I was amazed when they emailed back and said yes. They chose some fabric for me to make it with and sent it to me. I booked an afternoon off work, but had no idea how long it would really take! I made another practice version first, from a metre of Liberty tana lawn pinched from my mum's fabric stash. I made it using my original paper pattern and noted my steps as I went. I then had a go at drawing up the pattern pieces for multiple sizes. That's a lot harder than it looks. I consulted online sizing guides for various children's clothes, read up on pattern making in books and online, looked at patterns I already owned and had a go at drawing it up by hand. I really hope I got the sizes right.

I then used the pattern I'd drawn and my own instructions to make the dress for real and photographed the steps as I went. I'd decided it had to be done during the daytime, so I could get decent light for the photos and all the photos needed to be taken in the same place with the same background. I think I wasted half my afternoon off faffing around with ironing sheets. I only got halfway through it that afternoon, so had to do the rest in small chunks, sewing the next step in my evening sewing sessions and then took some photos the next morning at silly-o'clock before the kids were awake. It took another week to finish it (including unpicking the ribbon three times before I was happy with it!). But I finished it, I had photos and I had step-by-step instructions. I posted it off to the magazine and now it's in issue 21!

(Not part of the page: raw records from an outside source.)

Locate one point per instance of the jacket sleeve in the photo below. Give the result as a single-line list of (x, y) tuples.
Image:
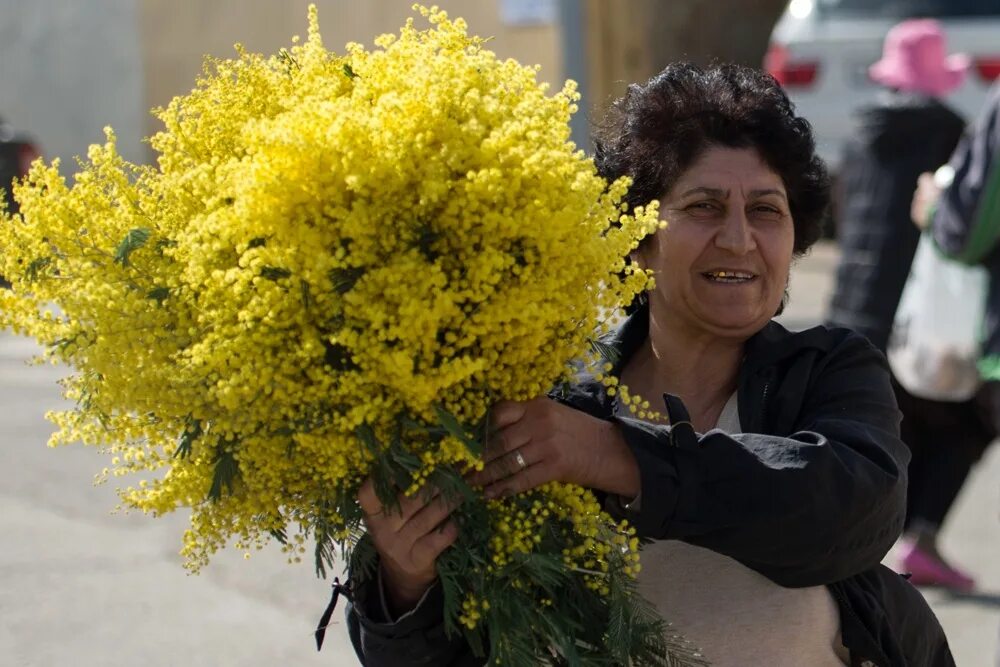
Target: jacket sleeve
[(966, 222), (415, 639), (810, 508)]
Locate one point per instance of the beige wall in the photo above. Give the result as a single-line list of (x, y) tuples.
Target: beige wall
[(175, 34)]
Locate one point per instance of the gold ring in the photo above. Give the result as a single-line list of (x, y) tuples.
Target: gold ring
[(520, 459)]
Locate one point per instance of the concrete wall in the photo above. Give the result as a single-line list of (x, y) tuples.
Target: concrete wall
[(177, 33), (67, 69), (70, 67)]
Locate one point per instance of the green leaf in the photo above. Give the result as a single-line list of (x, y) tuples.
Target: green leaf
[(343, 280), (36, 267), (159, 294), (338, 357), (274, 273), (192, 431), (307, 301), (454, 428), (227, 470), (605, 351), (135, 239)]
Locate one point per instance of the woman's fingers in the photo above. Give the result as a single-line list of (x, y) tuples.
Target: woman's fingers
[(430, 546), (525, 480), (509, 464), (393, 520), (427, 519)]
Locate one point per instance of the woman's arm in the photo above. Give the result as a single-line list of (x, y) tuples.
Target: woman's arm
[(415, 638), (397, 619), (815, 506)]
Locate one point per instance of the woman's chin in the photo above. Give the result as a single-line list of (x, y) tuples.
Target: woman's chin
[(732, 323)]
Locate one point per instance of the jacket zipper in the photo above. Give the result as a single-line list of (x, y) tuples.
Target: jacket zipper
[(845, 606)]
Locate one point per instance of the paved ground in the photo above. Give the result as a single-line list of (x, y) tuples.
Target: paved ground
[(81, 587)]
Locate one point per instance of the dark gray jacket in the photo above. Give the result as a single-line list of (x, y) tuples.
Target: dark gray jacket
[(812, 494), (966, 223)]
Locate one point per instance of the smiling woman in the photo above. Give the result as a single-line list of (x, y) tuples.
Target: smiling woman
[(774, 481)]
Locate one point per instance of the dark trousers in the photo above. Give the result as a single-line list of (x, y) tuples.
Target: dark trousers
[(945, 440)]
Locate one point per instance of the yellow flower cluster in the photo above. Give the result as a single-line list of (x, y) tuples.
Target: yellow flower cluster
[(329, 248)]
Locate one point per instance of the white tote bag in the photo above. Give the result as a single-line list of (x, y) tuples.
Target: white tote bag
[(935, 340)]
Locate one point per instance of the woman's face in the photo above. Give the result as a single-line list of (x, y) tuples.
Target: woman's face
[(722, 263)]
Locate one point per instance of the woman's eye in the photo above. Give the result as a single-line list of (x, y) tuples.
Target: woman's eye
[(768, 212), (702, 208)]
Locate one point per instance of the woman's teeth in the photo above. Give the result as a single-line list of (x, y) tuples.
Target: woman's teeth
[(729, 276)]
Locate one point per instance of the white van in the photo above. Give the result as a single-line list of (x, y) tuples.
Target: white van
[(820, 51)]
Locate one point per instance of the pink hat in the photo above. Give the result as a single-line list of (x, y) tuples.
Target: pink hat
[(913, 59)]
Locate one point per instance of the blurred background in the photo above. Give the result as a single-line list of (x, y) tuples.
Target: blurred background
[(80, 587)]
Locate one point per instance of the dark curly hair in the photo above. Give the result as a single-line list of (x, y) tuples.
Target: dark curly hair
[(660, 128)]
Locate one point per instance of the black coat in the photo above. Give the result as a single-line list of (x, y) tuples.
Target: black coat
[(894, 143), (812, 494)]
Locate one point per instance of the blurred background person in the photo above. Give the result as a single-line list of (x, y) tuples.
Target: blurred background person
[(963, 215), (908, 131)]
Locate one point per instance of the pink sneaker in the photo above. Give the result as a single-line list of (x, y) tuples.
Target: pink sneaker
[(927, 570)]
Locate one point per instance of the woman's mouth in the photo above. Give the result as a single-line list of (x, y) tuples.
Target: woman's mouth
[(729, 276)]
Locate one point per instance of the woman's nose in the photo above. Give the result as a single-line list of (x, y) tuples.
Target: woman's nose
[(736, 235)]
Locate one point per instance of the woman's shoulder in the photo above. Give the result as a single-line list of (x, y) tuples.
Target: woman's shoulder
[(776, 343)]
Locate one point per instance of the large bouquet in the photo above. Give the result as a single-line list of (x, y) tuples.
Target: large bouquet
[(336, 267)]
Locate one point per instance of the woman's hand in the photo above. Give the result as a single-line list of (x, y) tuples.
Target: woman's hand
[(408, 542), (541, 441), (924, 198)]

If I could do it again I'd adjust the front bodice slightly to take the armholes in a little. When I got Flo to try it on she complained it was a bit tight. That could be because she's just had a growth spurt and really needs an age 6 one now. I'd love to hear how you get on with it if you give it a try. It definitely has twirlability, according to Flo!

Thursday, 29 October 2015

How this all started

I've been hand sewing since I was a child, but have really got into dressmaking in the last 18 months or so. I watched the 2014 series of the Great British Sewing Bee on a borrowed iPad in hospital just after giving birth to my second child and I loved it (possibly an unhealthy amount). I promised myself I would give it a go. A few months later, when I was finally able to ditch the maternity clothes, I sold them all on eBay and used the proceeds to buy myself a sewing machine (with a bit of help from my mum). I bought a discontinued blue John Lewis one at a bargain price and haven't looked back.

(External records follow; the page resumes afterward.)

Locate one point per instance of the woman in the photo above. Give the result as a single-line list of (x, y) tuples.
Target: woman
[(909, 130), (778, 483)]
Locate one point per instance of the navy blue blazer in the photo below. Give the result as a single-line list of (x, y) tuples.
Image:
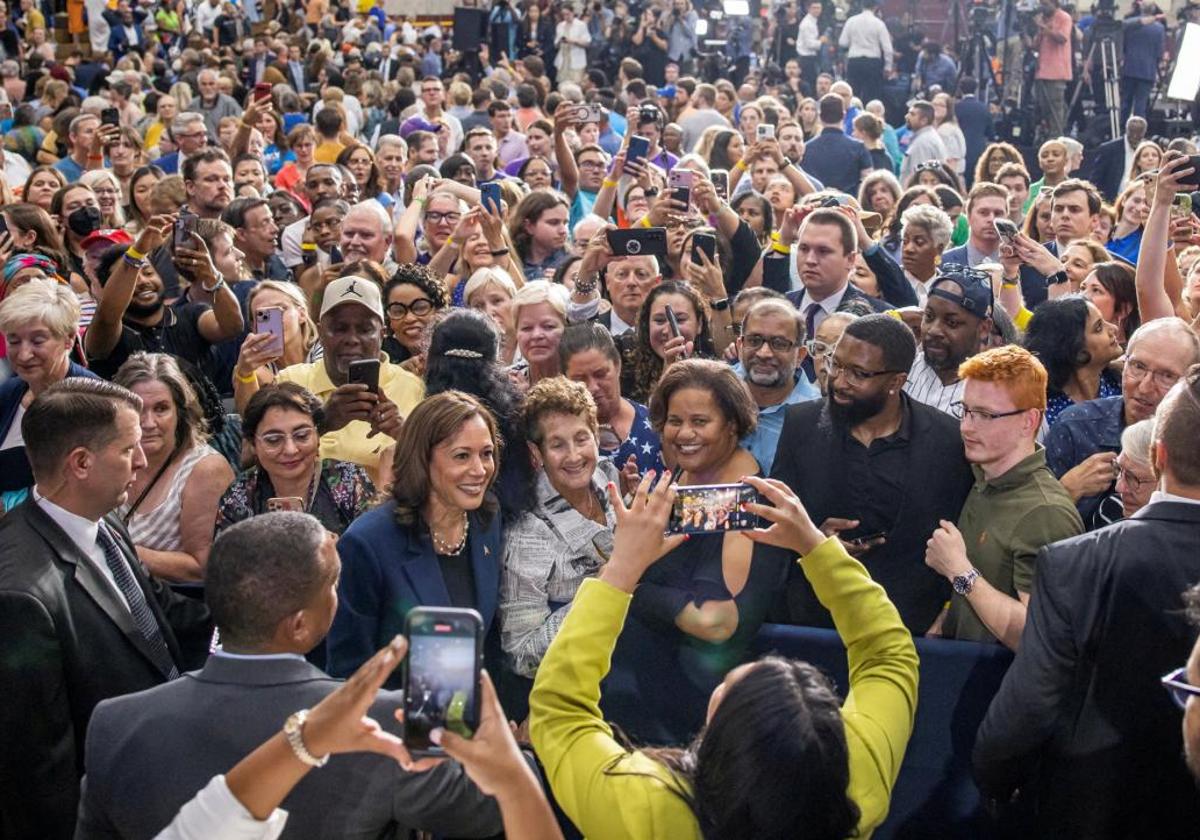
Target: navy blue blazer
[(389, 569)]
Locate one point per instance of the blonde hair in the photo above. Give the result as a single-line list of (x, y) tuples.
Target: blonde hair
[(43, 301), (295, 297)]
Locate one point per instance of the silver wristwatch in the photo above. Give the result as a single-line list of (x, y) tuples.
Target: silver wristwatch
[(293, 730), (965, 583)]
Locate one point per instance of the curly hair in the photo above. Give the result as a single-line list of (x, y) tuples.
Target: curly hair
[(558, 395), (647, 364)]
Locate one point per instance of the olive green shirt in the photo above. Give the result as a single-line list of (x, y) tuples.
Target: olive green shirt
[(1005, 522)]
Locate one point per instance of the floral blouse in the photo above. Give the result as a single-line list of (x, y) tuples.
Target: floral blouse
[(342, 491)]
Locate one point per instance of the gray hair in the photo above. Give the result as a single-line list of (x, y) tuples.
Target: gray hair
[(41, 301), (931, 219)]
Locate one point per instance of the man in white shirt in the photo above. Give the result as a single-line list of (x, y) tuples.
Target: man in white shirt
[(808, 43), (79, 619), (927, 144), (869, 53)]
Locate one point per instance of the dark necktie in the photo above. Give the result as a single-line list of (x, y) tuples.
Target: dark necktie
[(143, 617)]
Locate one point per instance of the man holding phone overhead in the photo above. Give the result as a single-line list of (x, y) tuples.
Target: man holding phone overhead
[(365, 408), (875, 468)]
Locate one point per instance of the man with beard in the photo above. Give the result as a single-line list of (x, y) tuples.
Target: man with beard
[(876, 468), (771, 349), (1079, 730), (131, 313), (957, 322), (1015, 507)]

My first project was a box pleat skirt. It all came together, but the fit was terrible and I've never worn it. 

Neither have a worn the second one, an altered fit size A-line skirt. 

But the third project, some pyjama bottoms from Love at First Stitch, was a success! I've made three pairs of them so far and have the fabric ready for a fourth. I love Tilly's book - it's taught me so much. 

I've made a navy linen Megan dress at a Kitchen Table Sewing course earlier this year. It fits perfectly and I wear it all the time for work. 

I have all the supplies ready for the mimi blouse for my mum. Can't wait to learn a few new skills - French seams and collars next.

I don't really have time to sew. I have quite a demanding full-time job in Higher Education and two children under 5. But I squeeze it in where I can. Usually in that precious hour or two after the kids are asleep before I have to get myself ready for the next day. I have developed some bad habits of cutting fabric on the living room floor and sewing while catching up on Downton Abbey. But if I didn't sew like that I wouldn't sew at all. And I love it, so I will always find a way to fit it in. Even if that means my house is a mess and I don't get enough sleep. Steve, my poor husband, would agree with that.